Slab leaks are a normal fact of life in many places where soils are very unstable. Many homes are constructed on concrete slabs or with wooden pier and foundation construction as basement walls will often crack and break due to the stress of shifts in the soil. Many plumbing lines are also run under the slab, though they are hard to get to. There is little that can be done about these leaks other than to wait and pray they don’t continue or cause additional damage. Here are some common types of slab leaks and their effects.
The most obvious sign of a slab leak is a large and conspicuous wet spot. Often this is on the outside wall of a home but can also occur inside. Some leaking may not be so apparent. If a pipe or drainage pipe becomes saturated with water and then freezing solidifies, the spot may not immediately show up as a wet spot. A wet spot can be a good indicator that the plumbing system leaks but are difficult to detect on its own. If the spot continues to slowly become wet after several hours or if the area seems to get larger, this is an indication that the plumbing system leaks are serious and could lead to major damage to the structure.
Foundation cracks are another common cause of slab leaks. If a foundation crack is discovered before a home is constructed, it is very important to address the problem right away. Leaks in the foundation may allow water to seep into the interior of the house and possibly damage the interior structure. As well, if a leak is located near a window or floor drain, this problem can potentially allow water to enter the house through an uncovered window or floor drain.
Other common causes of slab leaks include cracked foundation wall tiles, pipe and drainage problems with older homes, or faulty foundation footers. Cracked foundation wall tiles or pipe and drainage problems with older homes often occur due to improper waterproofing procedures during construction. As well, older homes may have drainage or pipe problems that leave pipes below grade. Regardless of the cause of the leaks, preventing them by placing a barrier at the base of the wall is the best solution.

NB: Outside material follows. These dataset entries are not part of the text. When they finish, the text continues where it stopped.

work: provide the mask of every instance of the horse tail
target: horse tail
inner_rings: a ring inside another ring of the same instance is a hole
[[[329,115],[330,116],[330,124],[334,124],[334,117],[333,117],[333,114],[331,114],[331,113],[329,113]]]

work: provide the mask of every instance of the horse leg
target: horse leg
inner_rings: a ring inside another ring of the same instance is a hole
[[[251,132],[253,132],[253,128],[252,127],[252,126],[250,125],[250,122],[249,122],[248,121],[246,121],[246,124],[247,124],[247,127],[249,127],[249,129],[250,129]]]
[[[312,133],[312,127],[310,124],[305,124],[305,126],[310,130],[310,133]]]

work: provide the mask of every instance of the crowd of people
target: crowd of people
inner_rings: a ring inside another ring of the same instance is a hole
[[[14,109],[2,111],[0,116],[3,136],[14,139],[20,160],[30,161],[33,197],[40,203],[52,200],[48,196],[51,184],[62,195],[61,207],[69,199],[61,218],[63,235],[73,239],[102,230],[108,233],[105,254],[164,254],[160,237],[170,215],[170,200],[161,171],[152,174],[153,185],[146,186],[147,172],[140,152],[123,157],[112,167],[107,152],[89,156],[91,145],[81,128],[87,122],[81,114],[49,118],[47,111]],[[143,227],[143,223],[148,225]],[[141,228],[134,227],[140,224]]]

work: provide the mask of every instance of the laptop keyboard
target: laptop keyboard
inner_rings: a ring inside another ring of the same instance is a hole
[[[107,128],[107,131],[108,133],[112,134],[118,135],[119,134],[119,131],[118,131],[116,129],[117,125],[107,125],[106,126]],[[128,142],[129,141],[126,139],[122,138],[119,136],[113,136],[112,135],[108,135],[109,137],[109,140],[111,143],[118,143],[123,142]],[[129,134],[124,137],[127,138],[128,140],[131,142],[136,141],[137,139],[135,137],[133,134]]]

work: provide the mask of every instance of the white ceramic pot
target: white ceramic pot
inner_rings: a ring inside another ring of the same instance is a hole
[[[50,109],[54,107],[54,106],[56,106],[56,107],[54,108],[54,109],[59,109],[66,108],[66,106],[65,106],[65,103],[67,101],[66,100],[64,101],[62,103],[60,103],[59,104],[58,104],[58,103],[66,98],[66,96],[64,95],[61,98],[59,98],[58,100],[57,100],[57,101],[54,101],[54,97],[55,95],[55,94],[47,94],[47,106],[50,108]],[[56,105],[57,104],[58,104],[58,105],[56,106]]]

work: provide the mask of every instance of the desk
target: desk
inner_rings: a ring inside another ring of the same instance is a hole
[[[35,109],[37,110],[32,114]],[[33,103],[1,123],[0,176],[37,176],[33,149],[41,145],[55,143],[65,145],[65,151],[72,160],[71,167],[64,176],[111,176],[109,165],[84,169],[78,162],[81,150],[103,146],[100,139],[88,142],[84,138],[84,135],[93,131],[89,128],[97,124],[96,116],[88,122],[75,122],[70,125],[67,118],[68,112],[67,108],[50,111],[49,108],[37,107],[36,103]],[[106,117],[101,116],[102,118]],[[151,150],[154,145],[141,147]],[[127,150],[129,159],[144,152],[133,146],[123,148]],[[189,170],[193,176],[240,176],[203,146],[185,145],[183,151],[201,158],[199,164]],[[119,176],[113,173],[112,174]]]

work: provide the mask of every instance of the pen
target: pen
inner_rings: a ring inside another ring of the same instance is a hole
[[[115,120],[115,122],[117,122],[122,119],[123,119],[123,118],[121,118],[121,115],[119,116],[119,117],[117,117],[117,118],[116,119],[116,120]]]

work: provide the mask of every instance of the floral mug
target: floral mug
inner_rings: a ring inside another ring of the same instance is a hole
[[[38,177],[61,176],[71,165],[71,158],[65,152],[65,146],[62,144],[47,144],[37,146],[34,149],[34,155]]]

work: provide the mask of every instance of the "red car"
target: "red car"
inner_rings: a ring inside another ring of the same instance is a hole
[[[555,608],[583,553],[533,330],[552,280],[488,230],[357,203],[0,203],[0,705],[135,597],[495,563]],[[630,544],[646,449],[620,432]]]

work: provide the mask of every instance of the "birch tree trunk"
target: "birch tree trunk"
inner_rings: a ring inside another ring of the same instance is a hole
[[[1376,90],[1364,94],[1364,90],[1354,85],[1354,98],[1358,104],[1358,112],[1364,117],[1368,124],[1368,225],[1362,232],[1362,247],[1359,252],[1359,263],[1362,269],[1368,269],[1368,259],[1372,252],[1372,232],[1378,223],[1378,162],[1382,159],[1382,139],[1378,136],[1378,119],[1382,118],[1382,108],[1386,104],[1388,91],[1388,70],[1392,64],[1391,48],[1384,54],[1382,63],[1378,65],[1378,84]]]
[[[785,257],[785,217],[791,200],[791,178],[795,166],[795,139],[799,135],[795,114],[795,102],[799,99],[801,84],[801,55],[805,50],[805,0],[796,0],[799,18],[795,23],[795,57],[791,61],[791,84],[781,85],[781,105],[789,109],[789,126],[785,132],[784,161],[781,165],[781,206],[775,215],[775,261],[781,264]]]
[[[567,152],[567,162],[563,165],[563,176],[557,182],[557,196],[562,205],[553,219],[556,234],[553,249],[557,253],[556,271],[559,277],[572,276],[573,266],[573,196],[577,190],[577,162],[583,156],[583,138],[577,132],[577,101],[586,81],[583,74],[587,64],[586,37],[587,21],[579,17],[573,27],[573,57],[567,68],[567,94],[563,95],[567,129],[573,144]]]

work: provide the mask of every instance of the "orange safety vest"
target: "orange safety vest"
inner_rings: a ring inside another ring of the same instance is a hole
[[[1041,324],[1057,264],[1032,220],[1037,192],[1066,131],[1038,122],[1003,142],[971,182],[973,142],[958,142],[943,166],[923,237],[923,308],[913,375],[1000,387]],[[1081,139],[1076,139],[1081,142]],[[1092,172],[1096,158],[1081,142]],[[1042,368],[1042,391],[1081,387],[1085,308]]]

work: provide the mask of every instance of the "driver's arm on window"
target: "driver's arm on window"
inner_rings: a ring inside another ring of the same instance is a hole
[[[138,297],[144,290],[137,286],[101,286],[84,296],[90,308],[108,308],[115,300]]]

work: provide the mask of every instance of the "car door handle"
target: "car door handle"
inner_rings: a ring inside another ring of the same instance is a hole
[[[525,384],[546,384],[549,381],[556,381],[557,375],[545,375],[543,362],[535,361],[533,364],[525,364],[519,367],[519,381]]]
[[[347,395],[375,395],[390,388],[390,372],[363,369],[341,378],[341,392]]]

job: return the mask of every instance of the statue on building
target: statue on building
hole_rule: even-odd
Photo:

One of the most common signs of slab leaks soil at the base of the walls or floor drains. If there are moist soils below the surface of a wall or drain, this is another sign that the leak is located inside the wall or drain. Because soils act as an insulator, they can keep rainwater and snow from penetrating interior walls. However, if the soil is present along the base of a wall, it acts as entertainment and can slow down the rate at which water moves through pipes. Soil can also accumulate dust, dirt, or debris underneath the slab.
If you have reason to suspect that a slab leak may be located inside your home, several signs will help you locate the source of the problem. For example, wet areas in your basement, garage, or shed may appear damp, even after the roof has been removed. Another indicator of a leak is a black stain on a wall or ceiling that may have dried out. While many leaks will dissipate over time, some are more stubborn and require repair or replacement. If you have reason to believe that you have slab leaks, it is important to contact Kingwood Plumbers to complete the necessary repairs.
It is important to repair or replace a leaking plumbing system before it weakens the structural integrity of the entire house. Leaks can weaken the house’s integrity by compromising the structure of the floor, attic, walls, and foundation. In addition to devaluing your home, structural integrity issues caused by a slab leak can affect the health and safety of your family. This is especially true for young children, seniors, and people with chronic illness who spend a great deal of time indoors, such as those who work from home, care providers, and home health aides.
Slab leaks are typically found where there is a subsurface water line or where the soil is cracked. Typically, if the soil is cracked, water lines can leak underground and contaminate the groundwater supply, the drainage system, or both. It is important to check your soil and surrounding surfaces regularly for leaks. In addition to costing a great deal of money to remedy, improperly repaired water lines can also pose a danger to individuals using them, your pets, and your family.